The number of registered survivors of the Nanjing Massacre declined to 44 on Thursday with the death of a survivor, according to the Memorial Hall for the Victims of the Nanjing Massacre by Japanese Invaders.
Zhang Huixia, 94, lived in Nanjing, Jiangsu, together with her family members. In 1937, the then-8-year-old lost her father and an uncle during the massacre.
At that time, Zhang's family lived in No 47 Sanfang Lane, Changle Road. After Japanese troops captured Nanjing, the family, including Zhang, her parents, two younger brothers, a sister, a grandmother and an uncle, tried to hide in a refugee camp.
The refugee camp did not allow male adults to go inside, so the father and the uncle had to stay outside. The grandmother asked Zhang to dress like a boy and stayed with the two.
At noon on Dec 14, many Japanese soldiers came near the camp. Some soldiers pushed the father, the uncle and some Chinese men with guns and took them away. A soldier stopped Zhang, who was crying out, from chasing them with his gun.
The girl never met her then 29-year-old father and 27-year-old uncle again.
After she rushed into the camp to tell her family what had happened, the grandmother, with a walking stick in one hand and Zhang's hand in the other, walked through nearby streets trying to find her sons.
Zhang recalled: "There were bodies everywhere, male and female. Some lay on their stomachs, some on their backs and some on one side on the ground.
"My grandmother turned the dead men's heads one by one. We were crying while looking for them. We couldn't find them until it was dark."
Apart from the nightmare during the massacre, Zhang later lived a happy life together with many family members.

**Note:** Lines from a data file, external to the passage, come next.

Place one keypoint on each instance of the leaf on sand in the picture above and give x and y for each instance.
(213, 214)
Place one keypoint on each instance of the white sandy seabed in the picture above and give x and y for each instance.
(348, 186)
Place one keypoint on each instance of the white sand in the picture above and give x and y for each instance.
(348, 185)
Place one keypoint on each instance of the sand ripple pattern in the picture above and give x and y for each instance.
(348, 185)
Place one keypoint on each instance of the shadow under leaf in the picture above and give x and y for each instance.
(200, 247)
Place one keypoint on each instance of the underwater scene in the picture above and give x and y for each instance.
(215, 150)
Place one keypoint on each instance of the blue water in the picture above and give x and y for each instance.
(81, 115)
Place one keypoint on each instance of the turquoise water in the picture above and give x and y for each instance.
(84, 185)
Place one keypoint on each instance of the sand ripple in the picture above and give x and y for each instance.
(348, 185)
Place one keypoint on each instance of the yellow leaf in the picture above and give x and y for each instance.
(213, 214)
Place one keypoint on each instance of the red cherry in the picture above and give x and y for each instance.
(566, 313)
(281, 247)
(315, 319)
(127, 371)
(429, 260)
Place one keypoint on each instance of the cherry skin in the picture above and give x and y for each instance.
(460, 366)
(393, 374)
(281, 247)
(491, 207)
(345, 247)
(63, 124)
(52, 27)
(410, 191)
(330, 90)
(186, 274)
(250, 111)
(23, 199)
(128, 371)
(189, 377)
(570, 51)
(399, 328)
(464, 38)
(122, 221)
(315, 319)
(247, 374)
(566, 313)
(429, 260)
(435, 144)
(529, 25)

She often mentioned the history to them, asking them to cherish peace.
"Six survivors have died since January this year," said a worker from the Memorial Hall for the Victims of the Nanjing Massacre by Japanese Invaders. "Only 44 survivors registered at the memorial hall, who are all very old, are still alive."
The Nanjing Massacre took place when Japanese troops captured the then-Chinese capital on Dec 13, 1937. Over six weeks, they killed approximately 300,000 Chinese civilians and unarmed soldiers in one of the most barbaric episodes of the War of Resistance Against Japanese Aggression (1931-45).
In 2014, China's top legislature designated Dec 13 as the national memorial day for the victims of the Nanjing Massacre.